Editorial : Les écoles privées dans le collimateur

Les écoles privées dans le collimateur

Le Conseil d’État vient de jeter un pavé dans la mare le 14 mai en publiant une nouvelle réglementation qui s’appliquera aux écoles privées dès la prochaine rentrée scolaire. Officiellement, il s’agit de promouvoir l’ouverture de nouveaux établissements (crèches et maternelles notamment, qui font cruellement défaut) tout en domptant une industrie des cours particuliers qui prospère grâce à la pression qui pèse sur les épaules des enfants chinois dès leur plus jeune âge. Alors que le nombre de naissances est au plus bas depuis soixante ans, il s’agit de donner davantage envie aux couples chinois de procréer en faisant baisser les coûts de scolarité et en augmentant l’offre éducative. À cette annonce, les groupes de soutien scolaire comme New Oriental Education, TAL et Chuanglian Education ont vu leurs cours en bourse plonger jusqu’à 20%… 

Derrière ces intentions louables, c’est une reprise en main idéologique de l’ensemble du secteur éducatif privé, qui se profile, ressemblant fortement à celle opérée auprès des universités, où l’enseignement du marxisme a été remis au goût du jour, et auprès des ONG étrangères en 2015, dont tout financement venu de l’étranger a été rendu illégal.

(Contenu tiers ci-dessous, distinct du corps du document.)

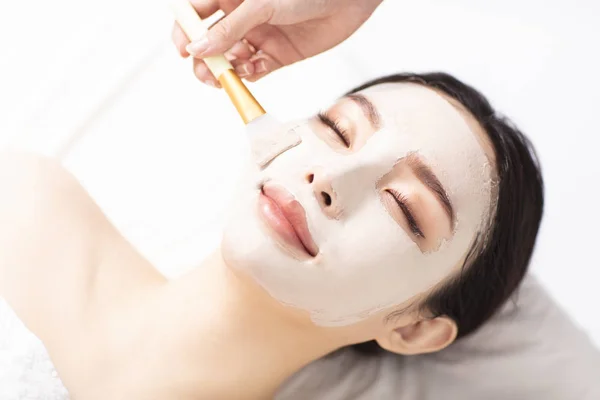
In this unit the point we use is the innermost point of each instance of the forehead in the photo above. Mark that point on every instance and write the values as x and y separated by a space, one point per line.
404 102
445 136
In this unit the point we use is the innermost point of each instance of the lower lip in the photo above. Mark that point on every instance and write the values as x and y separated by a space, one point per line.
280 226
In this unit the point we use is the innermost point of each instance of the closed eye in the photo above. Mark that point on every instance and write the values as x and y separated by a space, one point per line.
404 205
335 127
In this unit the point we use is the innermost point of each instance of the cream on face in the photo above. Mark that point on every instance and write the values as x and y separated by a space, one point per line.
357 203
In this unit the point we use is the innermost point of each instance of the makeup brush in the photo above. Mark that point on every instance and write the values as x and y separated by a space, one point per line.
267 136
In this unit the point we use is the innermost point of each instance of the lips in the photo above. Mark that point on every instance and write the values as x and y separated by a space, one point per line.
286 219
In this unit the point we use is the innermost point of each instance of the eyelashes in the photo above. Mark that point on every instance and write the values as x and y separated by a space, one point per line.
336 128
343 137
404 205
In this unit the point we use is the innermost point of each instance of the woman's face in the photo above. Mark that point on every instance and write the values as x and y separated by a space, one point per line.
378 202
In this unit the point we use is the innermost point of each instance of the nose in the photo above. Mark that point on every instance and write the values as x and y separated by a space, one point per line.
324 193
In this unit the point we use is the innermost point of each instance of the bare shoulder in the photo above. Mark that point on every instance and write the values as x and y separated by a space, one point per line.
50 235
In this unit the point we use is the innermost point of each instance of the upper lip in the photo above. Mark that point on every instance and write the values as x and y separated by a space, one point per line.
294 213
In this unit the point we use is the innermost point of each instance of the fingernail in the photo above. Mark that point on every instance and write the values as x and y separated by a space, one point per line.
198 47
242 70
261 67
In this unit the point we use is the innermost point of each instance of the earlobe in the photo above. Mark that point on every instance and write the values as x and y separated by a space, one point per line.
424 336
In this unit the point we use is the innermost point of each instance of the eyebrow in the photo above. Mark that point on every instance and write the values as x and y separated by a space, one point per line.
428 178
367 108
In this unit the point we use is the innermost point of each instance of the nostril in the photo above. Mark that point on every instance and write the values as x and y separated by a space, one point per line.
326 198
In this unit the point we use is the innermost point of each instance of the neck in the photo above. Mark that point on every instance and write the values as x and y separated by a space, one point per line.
246 343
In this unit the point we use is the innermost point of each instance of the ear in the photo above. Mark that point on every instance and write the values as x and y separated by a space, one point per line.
423 336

« Les écoles privées doivent préserver le leadership du Parti », précise la directive. Désormais, les cellules du Parti devront renforcer leur supervision au sein des écoles, et les membres des conseils d’établissement devront être de nationalité chinoise. Surtout, le texte interdit aux entités étrangères de détenir ou de contrôler tout école élémentaire ou collège, et d’avoir recours à des manuels étrangers. Les professeurs étrangers y compris – devront se soumettre à une formation idéologique d’une vingtaine d’heures afin « d’empêcher les éléments néfastes de nuire à la souveraineté du pays et à ses intérêts ». Une décision en majorité saluée par les internautes : « les autorités auraient dû décréter cela il y a longtemps ! Des professeurs non qualifiés et immoraux ne devraient pas être autorisés à poursuivre des carrières lucratives en Chine alors que nos propres enseignants sont mal payés », écrivait l’un d’entre eux. Si la directive ne précise pas si les écoles internationales étrangères seront concernées, il ne fait aucun doute que son objectif est de renforcer le contrôle du Parti sur tous les aspects de la société.

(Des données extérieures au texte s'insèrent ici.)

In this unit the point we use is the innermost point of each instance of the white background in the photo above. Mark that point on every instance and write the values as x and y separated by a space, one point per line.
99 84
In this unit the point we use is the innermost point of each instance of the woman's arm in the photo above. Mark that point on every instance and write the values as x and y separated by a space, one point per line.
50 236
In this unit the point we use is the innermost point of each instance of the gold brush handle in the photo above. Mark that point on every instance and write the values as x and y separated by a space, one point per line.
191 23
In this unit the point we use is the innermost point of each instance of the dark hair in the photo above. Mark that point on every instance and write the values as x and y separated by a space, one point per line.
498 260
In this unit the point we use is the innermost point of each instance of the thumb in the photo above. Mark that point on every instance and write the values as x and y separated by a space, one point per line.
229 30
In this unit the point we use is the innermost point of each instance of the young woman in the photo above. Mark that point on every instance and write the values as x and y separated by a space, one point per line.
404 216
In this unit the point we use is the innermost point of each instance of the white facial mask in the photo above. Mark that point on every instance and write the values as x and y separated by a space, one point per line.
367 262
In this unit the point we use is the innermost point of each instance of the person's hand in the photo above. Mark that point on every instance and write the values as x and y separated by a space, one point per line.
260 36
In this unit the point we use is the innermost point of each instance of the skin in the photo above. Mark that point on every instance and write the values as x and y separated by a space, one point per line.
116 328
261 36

Dans la foulée, le ministère de l’Éducation a pris en grippe le 18 mai ces entreprises privées qui ont « trompé le public » en mettant sur pied des centres de formation qu’ils ont baptisé « universités ou instituts » sans autorisation.

Le message est notamment destiné à l’université Hupan (湖畔大学) à Hangzhou. Fondée en 2015 et présidée par le roi du e-commerce Jack Ma, l’institution a retiré le terme « d’université » de son appellation (cf photo), n’ayant jamais été officiellement reconnue par le ministère de l’Éducation. Réputée plus sélective qu’Harvard ou Stanford, l’école de management n’acceptait jusqu’à présent que 40 élèves-entrepreneurs par an, triés sur le volet parmi 4000 candidats. Si Jack Ma la voyait déjà vivre 300 ans, la rumeur voudrait que les autorités aient forcé la pépinière à talents à suspendre ses admissions de première année fin mars. À travers Hupan, c’est une attaque directe contre Jack Ma, l’ancien prof d’anglais étant bien mal en cour à Zhongnanhai depuis qu’il a ouvertement défié les régulateurs en octobre 2020. Cette imprudence lui a déjà coûté l’annulation de l’entrée en bourse de son bras financier Ant, et une amende record dans l’histoire antitrust chinoise… Les critiques ont salué cette décision, arguant que l’établissement n’était qu’un club de privilégiés qui se servait de la notoriété de ses fondateurs – Jack Ma mais aussi Liu Chuanzhi le patron de Lenovo, Guo Guangchang celui de Fosun et Shi Yuzhu, de Giant Interactive – pour attirer des célébrités et des fils de l’élite rouge… Or, pas question pour Pékin de laisser quiconque – et surtout pas Jack Ma – accroître son influence et « répandre sa pensée ». Seule celle de Xi Jinping doit prévaloir.